Laparoscopic Injuries

Injuries to intestine, vascular structures, spleen, and diaphragm are known complications of laparoscopic urologic surgery. Hemostatic agents have been used to repair some of these injuries. During a right laparoscopic radical nephrectomy, Bhayani et al. applied gelatin matrix with thrombin (Floseal) to a 1 cm tear in the diaphragm (46). A Babcock clamp was used to approximate the diaphragm, and the omentum was used to cover the repair. While preferring formal suture repair for large diaphragmatic injuries, the authors recommended the use of Floseal to treat small diaphrag-matic injuries.

Fibrin sealant has also been used for repair of splenic injuries. Canby-Hagino et al. described utilizing fibrin sealant to manage conservatively a splenic laceration caused by upper-pole dissection during transperitoneal laparoscopic nephrectomy. Splenectomy was not necessary (47).

■ All hemostatic agents have the potential to be a useful adjunct to traditional means of controlling intraoperative laparoscopic complications.

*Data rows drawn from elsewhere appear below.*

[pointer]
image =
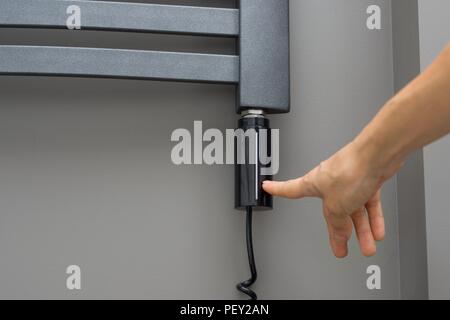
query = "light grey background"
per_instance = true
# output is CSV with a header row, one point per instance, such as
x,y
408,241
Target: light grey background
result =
x,y
86,176
434,21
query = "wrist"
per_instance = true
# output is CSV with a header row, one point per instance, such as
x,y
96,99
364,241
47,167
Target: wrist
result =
x,y
373,157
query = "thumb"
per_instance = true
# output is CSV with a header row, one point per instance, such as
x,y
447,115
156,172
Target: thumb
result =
x,y
291,189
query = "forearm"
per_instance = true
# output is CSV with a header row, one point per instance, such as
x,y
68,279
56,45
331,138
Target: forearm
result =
x,y
415,117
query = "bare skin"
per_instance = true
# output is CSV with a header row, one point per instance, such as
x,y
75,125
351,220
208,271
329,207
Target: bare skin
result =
x,y
349,182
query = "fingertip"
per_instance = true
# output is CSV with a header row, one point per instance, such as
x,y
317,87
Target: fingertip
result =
x,y
369,250
268,186
340,251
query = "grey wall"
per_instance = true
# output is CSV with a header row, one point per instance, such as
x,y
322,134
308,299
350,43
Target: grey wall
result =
x,y
86,176
410,179
434,20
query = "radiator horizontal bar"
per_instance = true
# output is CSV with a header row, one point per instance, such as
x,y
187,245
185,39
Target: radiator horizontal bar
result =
x,y
114,63
119,16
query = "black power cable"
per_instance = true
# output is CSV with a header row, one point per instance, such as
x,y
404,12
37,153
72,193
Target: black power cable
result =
x,y
244,286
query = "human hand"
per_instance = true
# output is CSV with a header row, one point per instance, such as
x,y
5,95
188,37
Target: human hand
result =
x,y
350,190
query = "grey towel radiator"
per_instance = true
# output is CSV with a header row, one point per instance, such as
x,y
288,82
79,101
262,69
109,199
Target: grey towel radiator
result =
x,y
260,71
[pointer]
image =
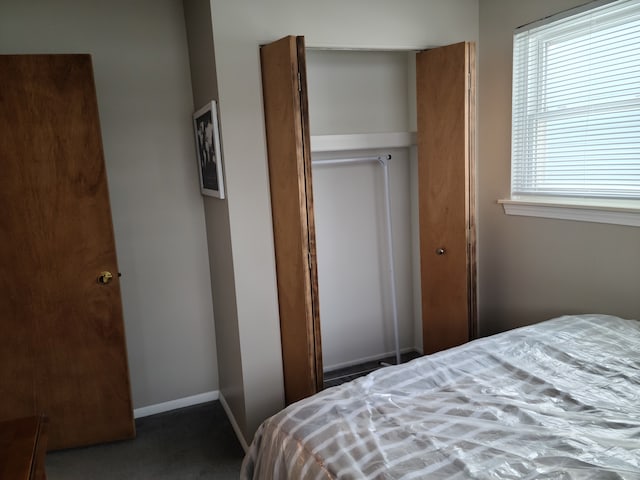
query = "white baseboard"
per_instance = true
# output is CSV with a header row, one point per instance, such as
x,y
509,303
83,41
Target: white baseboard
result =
x,y
234,424
175,404
372,358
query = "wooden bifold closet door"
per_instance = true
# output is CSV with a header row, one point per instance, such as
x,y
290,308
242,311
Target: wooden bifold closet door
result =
x,y
62,347
289,155
445,85
445,106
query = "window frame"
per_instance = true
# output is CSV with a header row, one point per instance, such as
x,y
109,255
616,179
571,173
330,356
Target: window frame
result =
x,y
592,209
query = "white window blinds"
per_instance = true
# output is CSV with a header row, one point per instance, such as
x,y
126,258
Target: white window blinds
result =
x,y
576,103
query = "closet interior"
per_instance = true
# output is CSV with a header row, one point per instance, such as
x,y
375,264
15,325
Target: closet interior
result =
x,y
362,122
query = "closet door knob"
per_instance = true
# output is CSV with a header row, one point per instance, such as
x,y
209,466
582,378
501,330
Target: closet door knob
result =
x,y
104,278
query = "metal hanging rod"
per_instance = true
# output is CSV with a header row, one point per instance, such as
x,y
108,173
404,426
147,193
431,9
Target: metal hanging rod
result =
x,y
337,161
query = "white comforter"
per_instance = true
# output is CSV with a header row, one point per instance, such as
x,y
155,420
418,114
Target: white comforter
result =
x,y
557,400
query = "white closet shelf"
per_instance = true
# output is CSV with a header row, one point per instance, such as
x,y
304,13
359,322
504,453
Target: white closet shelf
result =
x,y
361,141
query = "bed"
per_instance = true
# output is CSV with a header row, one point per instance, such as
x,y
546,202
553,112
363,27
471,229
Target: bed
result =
x,y
555,400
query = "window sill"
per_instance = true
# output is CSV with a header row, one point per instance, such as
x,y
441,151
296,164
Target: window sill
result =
x,y
617,212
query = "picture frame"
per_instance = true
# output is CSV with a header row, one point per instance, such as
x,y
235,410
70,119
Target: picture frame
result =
x,y
209,155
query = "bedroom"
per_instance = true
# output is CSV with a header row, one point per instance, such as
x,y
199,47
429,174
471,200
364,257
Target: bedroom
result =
x,y
529,269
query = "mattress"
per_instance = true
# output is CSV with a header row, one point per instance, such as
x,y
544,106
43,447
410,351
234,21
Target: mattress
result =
x,y
555,400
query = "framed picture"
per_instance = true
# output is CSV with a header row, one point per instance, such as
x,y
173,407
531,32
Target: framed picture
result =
x,y
205,125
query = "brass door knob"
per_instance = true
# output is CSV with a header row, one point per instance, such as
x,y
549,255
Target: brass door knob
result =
x,y
104,278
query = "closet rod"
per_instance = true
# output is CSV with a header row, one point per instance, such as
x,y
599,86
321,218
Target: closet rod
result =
x,y
335,161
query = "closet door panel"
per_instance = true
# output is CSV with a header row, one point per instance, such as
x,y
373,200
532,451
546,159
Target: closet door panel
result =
x,y
286,123
446,194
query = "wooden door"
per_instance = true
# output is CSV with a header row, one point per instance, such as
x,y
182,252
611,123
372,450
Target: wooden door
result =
x,y
62,347
445,104
289,156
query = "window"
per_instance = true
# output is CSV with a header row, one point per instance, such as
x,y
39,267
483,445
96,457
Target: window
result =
x,y
576,106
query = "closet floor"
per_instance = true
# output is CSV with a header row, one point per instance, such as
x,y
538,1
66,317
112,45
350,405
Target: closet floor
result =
x,y
346,374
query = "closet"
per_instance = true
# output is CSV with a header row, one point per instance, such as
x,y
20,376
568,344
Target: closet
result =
x,y
62,348
441,273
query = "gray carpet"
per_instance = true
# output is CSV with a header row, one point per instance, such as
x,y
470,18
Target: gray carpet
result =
x,y
191,443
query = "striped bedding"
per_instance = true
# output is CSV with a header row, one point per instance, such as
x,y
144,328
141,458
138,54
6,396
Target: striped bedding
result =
x,y
556,400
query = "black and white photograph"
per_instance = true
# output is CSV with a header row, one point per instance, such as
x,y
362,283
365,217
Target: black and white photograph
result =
x,y
205,124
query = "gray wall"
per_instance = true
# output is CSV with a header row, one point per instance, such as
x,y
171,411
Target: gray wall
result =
x,y
532,269
141,69
205,88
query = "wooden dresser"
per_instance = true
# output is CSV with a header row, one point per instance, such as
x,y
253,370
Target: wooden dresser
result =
x,y
23,444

■ Any complication should be managed with definitive measures that also prevent the development of additional complications.

■ There are no prospective trials specifically addressing the use of hemostatic agents for the management of complications occurring during urologic laparoscopic procedures. Bioadhesive/hemostatic agents may be used alone to manage a complication only in select cases.